Orbital Sciences Resupply Demonstration Delayed

Antares rocket at the Wallops Island launch pad (Credits: NASA).

Orbital Sciences will not be launching a demonstration of its Antares launched Cygnus cargo ship to the International Space Station by the end of 2012 as originally planned. In an announcement made October 18, the company laid out a new schedule that puts the first test launch as late as the second quarter of 2013.

The announcement was made in a conference call with investors and did not indicate any particular cause for the delay. A propellant loading test for Antares is scheduled for October 21, with a 30 second test fire to follow in early November. Antares testing will take place at the Wallops Island spaceport in Virginia from which all Antares launches are also expected to take place. The first Antares test flight is planned for December.

The news comes as SpaceX’s Dragon is docked at the International Space Station on its first commercial resupply mission. Dragon successfully completed its demonstration flight to the station in May.

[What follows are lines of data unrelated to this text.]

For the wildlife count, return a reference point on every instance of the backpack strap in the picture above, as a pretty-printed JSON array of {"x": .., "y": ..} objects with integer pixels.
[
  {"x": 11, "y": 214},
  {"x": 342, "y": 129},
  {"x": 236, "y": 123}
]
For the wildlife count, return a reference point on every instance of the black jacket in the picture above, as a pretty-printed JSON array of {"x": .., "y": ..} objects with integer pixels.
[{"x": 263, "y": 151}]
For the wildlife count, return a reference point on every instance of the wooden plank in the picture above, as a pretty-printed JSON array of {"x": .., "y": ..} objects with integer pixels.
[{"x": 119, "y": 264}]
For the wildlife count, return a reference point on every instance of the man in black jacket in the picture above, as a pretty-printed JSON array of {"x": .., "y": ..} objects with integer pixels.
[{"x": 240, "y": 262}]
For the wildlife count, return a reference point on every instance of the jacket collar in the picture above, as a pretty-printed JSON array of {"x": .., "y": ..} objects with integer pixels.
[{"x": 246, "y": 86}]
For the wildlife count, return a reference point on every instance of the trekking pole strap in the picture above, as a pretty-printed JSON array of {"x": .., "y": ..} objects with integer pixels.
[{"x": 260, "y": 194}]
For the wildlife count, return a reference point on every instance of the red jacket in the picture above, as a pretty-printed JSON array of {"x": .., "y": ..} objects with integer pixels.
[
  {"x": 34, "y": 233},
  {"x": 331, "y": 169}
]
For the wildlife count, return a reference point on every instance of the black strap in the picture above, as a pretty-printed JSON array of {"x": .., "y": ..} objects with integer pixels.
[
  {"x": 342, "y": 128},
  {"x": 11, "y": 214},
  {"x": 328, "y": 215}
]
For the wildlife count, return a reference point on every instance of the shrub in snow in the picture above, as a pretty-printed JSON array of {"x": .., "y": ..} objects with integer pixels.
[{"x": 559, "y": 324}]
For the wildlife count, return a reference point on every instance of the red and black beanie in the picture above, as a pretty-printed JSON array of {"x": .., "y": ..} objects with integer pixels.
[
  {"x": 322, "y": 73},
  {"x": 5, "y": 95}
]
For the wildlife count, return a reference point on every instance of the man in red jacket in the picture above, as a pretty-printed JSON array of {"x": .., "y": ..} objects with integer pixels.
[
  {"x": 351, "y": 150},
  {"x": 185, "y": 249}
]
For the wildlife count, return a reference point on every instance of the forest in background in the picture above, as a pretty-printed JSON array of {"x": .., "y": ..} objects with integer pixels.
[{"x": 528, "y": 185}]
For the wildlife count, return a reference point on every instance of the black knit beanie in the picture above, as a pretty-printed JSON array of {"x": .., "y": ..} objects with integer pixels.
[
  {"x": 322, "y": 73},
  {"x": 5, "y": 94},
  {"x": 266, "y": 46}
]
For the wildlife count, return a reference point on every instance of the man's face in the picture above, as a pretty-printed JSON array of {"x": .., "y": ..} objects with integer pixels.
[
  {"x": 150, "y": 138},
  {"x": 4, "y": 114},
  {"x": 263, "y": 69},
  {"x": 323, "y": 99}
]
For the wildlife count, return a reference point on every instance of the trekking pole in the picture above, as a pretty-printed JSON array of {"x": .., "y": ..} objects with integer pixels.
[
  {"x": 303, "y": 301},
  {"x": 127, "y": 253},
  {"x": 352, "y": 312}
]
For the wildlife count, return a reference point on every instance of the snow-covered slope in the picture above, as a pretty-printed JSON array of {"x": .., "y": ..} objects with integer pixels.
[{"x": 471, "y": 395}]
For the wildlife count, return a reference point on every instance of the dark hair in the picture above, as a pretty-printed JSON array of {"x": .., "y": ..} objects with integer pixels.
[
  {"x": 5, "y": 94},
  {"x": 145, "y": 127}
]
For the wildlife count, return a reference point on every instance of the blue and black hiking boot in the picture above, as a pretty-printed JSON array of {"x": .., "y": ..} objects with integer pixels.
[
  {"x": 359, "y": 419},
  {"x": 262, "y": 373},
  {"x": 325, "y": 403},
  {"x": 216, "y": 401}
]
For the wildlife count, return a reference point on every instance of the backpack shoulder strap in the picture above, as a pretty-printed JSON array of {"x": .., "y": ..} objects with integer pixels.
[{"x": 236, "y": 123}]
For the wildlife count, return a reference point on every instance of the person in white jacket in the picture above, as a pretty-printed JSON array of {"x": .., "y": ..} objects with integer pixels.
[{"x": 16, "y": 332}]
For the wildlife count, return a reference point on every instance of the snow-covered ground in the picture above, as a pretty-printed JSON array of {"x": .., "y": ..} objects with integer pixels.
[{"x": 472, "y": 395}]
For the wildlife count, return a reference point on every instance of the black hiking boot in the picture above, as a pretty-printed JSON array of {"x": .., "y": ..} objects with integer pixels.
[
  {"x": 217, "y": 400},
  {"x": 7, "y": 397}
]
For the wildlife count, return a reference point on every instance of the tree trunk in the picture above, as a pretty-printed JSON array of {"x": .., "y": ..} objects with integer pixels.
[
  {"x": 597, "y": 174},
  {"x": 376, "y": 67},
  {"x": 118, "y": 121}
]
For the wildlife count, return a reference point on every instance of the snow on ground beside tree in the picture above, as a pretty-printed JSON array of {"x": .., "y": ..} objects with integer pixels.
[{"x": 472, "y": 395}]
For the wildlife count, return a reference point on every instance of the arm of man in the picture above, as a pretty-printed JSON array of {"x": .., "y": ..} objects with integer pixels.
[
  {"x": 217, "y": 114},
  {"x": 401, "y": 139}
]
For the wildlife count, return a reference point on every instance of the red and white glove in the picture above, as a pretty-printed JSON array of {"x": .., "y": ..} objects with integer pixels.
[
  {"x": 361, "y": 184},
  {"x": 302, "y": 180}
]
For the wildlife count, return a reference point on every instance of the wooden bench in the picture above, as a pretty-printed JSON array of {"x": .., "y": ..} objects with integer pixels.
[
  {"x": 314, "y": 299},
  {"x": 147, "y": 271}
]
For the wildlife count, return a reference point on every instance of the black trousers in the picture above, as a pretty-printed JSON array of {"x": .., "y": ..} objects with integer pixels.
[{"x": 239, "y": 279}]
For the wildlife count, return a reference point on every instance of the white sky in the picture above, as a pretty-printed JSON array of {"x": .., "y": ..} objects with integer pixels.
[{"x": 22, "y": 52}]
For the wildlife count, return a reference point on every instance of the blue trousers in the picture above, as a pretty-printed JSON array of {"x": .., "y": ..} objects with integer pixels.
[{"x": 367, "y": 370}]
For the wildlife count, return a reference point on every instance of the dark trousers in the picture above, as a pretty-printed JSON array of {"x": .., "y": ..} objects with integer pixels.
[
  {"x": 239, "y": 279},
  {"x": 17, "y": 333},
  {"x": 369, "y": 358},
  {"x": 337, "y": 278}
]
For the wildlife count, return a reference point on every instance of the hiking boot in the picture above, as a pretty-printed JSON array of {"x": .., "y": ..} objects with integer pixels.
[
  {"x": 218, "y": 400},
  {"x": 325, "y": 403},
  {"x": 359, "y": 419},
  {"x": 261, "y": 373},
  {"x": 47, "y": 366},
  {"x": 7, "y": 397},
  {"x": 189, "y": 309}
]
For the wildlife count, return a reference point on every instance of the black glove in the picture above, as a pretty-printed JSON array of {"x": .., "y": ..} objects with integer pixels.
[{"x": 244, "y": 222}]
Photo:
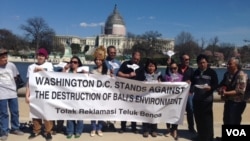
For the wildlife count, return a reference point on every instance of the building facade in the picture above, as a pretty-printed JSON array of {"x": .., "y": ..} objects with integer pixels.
[{"x": 113, "y": 33}]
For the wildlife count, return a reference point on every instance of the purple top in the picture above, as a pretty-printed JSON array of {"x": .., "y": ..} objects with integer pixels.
[{"x": 174, "y": 77}]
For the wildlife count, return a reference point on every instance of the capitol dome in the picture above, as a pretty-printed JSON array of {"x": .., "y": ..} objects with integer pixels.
[{"x": 115, "y": 24}]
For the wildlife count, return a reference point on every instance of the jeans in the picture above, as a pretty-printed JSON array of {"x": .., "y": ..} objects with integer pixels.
[
  {"x": 4, "y": 115},
  {"x": 232, "y": 112},
  {"x": 74, "y": 127},
  {"x": 97, "y": 126},
  {"x": 190, "y": 112}
]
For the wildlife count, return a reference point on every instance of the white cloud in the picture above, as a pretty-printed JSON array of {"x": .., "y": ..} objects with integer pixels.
[{"x": 84, "y": 24}]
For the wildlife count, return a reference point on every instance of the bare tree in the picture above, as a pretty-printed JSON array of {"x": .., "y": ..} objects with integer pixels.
[
  {"x": 183, "y": 38},
  {"x": 10, "y": 41},
  {"x": 38, "y": 31},
  {"x": 184, "y": 43}
]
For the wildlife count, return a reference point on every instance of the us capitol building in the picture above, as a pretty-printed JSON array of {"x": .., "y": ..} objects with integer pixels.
[{"x": 113, "y": 33}]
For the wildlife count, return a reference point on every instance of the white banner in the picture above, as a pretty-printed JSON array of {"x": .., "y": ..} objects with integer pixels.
[{"x": 68, "y": 96}]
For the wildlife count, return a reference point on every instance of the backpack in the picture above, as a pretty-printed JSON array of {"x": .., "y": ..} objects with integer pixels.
[{"x": 247, "y": 91}]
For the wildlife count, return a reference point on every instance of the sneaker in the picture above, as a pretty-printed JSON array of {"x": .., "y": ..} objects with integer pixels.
[
  {"x": 167, "y": 133},
  {"x": 77, "y": 135},
  {"x": 92, "y": 133},
  {"x": 154, "y": 134},
  {"x": 17, "y": 132},
  {"x": 135, "y": 131},
  {"x": 99, "y": 132},
  {"x": 4, "y": 138},
  {"x": 48, "y": 137},
  {"x": 145, "y": 134},
  {"x": 54, "y": 132},
  {"x": 122, "y": 130},
  {"x": 69, "y": 136},
  {"x": 192, "y": 130},
  {"x": 33, "y": 135}
]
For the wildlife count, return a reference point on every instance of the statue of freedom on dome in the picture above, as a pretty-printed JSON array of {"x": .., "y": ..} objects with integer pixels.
[{"x": 67, "y": 50}]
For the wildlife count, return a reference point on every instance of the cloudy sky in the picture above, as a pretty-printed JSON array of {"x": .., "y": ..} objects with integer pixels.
[{"x": 229, "y": 20}]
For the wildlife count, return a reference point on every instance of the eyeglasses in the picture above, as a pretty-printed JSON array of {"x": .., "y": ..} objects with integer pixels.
[
  {"x": 74, "y": 62},
  {"x": 174, "y": 68}
]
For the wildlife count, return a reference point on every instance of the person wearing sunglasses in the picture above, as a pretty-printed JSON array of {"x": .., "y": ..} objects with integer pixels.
[
  {"x": 100, "y": 68},
  {"x": 41, "y": 65},
  {"x": 152, "y": 75},
  {"x": 8, "y": 97},
  {"x": 187, "y": 72},
  {"x": 73, "y": 126},
  {"x": 173, "y": 76},
  {"x": 204, "y": 82}
]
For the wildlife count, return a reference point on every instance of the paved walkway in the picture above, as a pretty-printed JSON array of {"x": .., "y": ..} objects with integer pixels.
[{"x": 184, "y": 135}]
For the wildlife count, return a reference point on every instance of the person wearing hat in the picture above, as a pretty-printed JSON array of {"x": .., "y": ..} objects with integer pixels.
[
  {"x": 40, "y": 65},
  {"x": 132, "y": 69},
  {"x": 8, "y": 97},
  {"x": 100, "y": 68}
]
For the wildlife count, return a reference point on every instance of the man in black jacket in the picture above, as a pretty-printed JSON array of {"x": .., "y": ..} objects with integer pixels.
[
  {"x": 187, "y": 73},
  {"x": 205, "y": 81}
]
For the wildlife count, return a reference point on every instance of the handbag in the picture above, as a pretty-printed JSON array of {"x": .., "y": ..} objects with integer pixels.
[{"x": 19, "y": 82}]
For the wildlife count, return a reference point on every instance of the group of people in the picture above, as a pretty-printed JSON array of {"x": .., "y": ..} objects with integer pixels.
[{"x": 199, "y": 106}]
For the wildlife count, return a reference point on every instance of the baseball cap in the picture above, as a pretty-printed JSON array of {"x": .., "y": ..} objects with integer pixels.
[
  {"x": 42, "y": 51},
  {"x": 3, "y": 51}
]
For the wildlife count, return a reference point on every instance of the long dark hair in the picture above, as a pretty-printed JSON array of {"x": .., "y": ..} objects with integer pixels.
[{"x": 79, "y": 62}]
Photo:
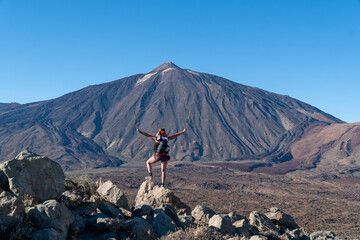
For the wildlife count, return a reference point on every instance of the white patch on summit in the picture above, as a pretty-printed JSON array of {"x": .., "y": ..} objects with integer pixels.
[
  {"x": 144, "y": 78},
  {"x": 192, "y": 72},
  {"x": 168, "y": 69}
]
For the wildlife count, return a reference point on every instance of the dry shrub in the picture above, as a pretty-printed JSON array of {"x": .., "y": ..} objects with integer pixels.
[
  {"x": 83, "y": 185},
  {"x": 198, "y": 233}
]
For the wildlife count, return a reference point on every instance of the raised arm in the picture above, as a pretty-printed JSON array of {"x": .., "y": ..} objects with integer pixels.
[
  {"x": 177, "y": 134},
  {"x": 146, "y": 134}
]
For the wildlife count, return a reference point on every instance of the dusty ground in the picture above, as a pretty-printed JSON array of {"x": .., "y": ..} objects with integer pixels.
[{"x": 315, "y": 205}]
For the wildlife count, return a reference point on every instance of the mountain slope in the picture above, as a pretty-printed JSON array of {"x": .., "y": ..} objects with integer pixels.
[{"x": 94, "y": 127}]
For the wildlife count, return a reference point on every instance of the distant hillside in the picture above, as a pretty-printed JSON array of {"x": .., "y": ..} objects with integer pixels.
[{"x": 94, "y": 127}]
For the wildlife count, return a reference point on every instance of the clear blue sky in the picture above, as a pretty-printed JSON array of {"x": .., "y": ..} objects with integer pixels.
[{"x": 307, "y": 49}]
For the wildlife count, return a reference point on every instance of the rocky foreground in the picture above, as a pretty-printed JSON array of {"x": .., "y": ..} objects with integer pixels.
[{"x": 37, "y": 202}]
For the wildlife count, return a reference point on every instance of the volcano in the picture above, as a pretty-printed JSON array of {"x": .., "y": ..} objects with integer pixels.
[{"x": 94, "y": 127}]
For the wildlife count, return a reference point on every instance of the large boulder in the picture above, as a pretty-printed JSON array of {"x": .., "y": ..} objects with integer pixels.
[
  {"x": 140, "y": 229},
  {"x": 110, "y": 210},
  {"x": 46, "y": 234},
  {"x": 222, "y": 224},
  {"x": 154, "y": 196},
  {"x": 51, "y": 214},
  {"x": 35, "y": 176},
  {"x": 280, "y": 218},
  {"x": 12, "y": 209},
  {"x": 323, "y": 235},
  {"x": 4, "y": 182},
  {"x": 263, "y": 224},
  {"x": 163, "y": 223},
  {"x": 101, "y": 223},
  {"x": 202, "y": 214},
  {"x": 113, "y": 194}
]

Antares is a medium class expendable launch vehicle designed to launch payloads up to 5,000 kg into low Earth orbit. It uses kerosene/liquid oxygen propellant with an optional bipropellant third stage. The unmanned Cygnus capsule consists of two sections: the cargo module and the service module. The cargo module, which is pressurized and has an interior volume of 18m3 is manufactured by Thales Alenia Space. Orbital Sciences manufactures the service module itself. The solar powered vessel is expected to have a wet mass of 1800 kg. A second generation Cygnus is planned that will increase interior volume to 27 m3. Cygnus will berth to ISS with the help of the station’s robotic arm, much like Dragon.

Orbital Sciences is under contract to provide eight supply runs for NASA. Unlike Dragon, Cygnus is not able to return supplies since it reenters Earth’s atmosphere destructively as do the Progress, HTV, and ATV supply vessels.